Wasmi 的新执行引擎 - 比以往更快

Wasmi v0.32 Overview: After months of research and development, Wasmi's most significant update is ready for production. It's an efficient and versatile WebAssembly interpreter for embedded environments, mirroring the Wasmtime API. Install the CLI tool via cargo install wasmi_cli or use it as a library.
Startup Performance: Wasmi is a rewriting interpreter that rewrites WebAssembly bytecode into its internal bytecode. Fast translation leads to a fast startup time, important for translation-intensive workloads. Lazy translation translates only necessary parts, and Wasmi supports three translation modes: Eager (default), Lazy, and LazyTranslation. It also has unchecked translation and non-streaming translation. Additionally, linker caching improves performance with dozens of host functions. Benchmarks show significant speedups in startup time.
Benchmarks: Combining techniques, Wasmi speeds up startup time by several orders of magnitude. In various benchmarks like ERC-20, Argon2, etc., Wasmi and Wasm3 perform well due to lazy compilation. Single-pass JITs are slower, and Stitch's translation performance needs improvement.
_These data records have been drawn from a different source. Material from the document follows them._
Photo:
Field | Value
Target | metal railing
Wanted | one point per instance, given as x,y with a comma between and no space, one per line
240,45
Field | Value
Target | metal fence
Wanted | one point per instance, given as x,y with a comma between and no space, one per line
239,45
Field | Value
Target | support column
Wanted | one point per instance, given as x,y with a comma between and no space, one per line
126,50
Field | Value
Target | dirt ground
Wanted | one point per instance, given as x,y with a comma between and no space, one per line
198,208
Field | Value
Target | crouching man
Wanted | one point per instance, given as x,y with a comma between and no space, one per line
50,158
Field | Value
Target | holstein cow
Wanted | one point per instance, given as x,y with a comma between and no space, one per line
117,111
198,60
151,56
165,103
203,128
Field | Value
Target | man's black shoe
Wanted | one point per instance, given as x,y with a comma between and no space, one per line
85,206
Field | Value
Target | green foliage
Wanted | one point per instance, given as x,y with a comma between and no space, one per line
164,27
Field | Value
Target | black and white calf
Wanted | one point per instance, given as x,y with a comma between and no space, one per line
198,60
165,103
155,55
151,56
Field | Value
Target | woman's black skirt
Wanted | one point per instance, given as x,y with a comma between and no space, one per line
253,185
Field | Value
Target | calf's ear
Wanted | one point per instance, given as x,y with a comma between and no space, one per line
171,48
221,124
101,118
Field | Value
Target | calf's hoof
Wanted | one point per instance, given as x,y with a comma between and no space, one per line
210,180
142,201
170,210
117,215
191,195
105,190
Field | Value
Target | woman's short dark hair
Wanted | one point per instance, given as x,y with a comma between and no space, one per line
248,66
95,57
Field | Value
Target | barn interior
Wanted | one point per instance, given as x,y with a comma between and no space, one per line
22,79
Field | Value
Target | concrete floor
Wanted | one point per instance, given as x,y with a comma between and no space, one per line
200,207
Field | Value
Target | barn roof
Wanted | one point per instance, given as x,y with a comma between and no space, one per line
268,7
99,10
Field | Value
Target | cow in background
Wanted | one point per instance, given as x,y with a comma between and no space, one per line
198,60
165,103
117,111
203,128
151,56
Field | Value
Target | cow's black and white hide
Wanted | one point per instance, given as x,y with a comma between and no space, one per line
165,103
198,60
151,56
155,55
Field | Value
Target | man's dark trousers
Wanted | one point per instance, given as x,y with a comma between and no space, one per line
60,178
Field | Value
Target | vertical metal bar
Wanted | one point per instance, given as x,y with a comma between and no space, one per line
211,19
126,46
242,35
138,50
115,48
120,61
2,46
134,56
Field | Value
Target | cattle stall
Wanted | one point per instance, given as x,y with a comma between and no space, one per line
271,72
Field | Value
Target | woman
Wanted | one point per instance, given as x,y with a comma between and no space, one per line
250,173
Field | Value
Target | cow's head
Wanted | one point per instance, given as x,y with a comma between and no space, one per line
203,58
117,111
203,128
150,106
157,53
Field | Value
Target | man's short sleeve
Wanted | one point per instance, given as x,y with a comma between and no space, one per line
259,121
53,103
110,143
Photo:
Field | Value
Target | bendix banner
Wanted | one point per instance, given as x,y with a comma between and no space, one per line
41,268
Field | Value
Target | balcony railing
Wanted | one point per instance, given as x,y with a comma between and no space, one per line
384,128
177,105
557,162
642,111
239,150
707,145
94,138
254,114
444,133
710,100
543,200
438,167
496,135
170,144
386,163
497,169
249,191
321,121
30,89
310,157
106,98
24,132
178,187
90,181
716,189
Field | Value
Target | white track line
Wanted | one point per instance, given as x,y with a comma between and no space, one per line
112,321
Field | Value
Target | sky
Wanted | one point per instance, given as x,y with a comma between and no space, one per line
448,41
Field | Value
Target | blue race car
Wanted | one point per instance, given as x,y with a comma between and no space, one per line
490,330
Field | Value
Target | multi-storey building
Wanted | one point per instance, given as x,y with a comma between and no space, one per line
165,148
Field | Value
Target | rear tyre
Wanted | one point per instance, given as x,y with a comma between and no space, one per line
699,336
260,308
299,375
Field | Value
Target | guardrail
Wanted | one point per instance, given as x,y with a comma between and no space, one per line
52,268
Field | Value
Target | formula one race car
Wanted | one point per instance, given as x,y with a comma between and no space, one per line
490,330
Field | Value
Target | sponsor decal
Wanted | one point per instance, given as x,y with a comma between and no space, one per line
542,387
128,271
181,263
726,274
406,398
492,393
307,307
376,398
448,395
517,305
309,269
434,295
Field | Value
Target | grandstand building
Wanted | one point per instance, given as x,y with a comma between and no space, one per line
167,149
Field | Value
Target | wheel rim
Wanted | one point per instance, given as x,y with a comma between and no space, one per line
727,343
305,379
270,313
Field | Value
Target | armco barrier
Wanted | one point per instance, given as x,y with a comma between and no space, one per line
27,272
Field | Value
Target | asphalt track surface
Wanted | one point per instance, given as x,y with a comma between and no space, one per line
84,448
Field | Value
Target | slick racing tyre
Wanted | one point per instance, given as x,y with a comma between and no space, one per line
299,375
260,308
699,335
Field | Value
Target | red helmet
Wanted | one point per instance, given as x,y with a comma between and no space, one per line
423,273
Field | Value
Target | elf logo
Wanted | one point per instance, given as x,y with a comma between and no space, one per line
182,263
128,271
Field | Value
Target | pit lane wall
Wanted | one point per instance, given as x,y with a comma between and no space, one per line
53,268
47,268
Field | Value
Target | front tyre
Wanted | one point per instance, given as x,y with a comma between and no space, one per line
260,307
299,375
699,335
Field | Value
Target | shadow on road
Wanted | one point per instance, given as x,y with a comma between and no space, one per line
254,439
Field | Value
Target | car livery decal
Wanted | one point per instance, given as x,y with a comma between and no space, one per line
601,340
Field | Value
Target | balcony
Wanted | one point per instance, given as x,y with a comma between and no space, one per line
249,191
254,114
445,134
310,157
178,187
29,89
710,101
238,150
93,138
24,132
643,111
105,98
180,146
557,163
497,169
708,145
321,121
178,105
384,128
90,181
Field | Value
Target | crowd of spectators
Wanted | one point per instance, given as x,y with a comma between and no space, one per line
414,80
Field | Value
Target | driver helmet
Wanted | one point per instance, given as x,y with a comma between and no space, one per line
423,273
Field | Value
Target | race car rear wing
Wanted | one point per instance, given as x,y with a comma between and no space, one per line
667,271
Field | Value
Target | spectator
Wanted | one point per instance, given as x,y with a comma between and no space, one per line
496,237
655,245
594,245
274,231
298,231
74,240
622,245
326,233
Execution Speed: The old Wasmi v0.31 had issues in computation speed. From v0.32, Wasmi uses a register-based IR for execution, which uses fewer instructions but may favor compute-intense workloads. Memory consumption is also reduced. Benchmarks show Wasmi's performance on different CPUs, with some differences on Apple silicon. Stitch performs well, and the Coremark scores don't fully reflect Wasmi's performance.
Benchmark Suite: The benchmarks are generated using the wasmi-benchmarks repository. Contributions to add more runtimes or test cases are welcome.
Summary & Outlook: This article shows Wasmi v0.32's highlights and improvements. Many WebAssembly proposals are waiting for implementation. Wasmi has potential, especially on AMD server chips, and performance on Apple silicon will improve. Plans to implement the Wasm C-API are underway.
Special Thanks: Thanks to Parity Technologies, the Bytecode Alliance, OLUWAMUYIWA, yamt, and Neopallium for their contributions.
Wasm Workload Types: There are two types of Wasm workloads - compute-intensive and translation-intensive. Runtimes like Wasmtime are for compute-intensive, and Wasmi and others for translation-intensive. Balanced runtimes exist too.
Other Notes: The new translation from stack-based to register-based bytecode is complex. An outdated benchmark for startup and memory consumption exists. Coremark scores for different modes are explained. Wasmi's inferior performance on Apple silicon may be due to loop-switch dispatch and Apple's M4 chip enhancements. Stitch's approach has downsides relying on LLVM's optimizer. The paper "The Structure and Performance of Efficient Interpreters" is relevant.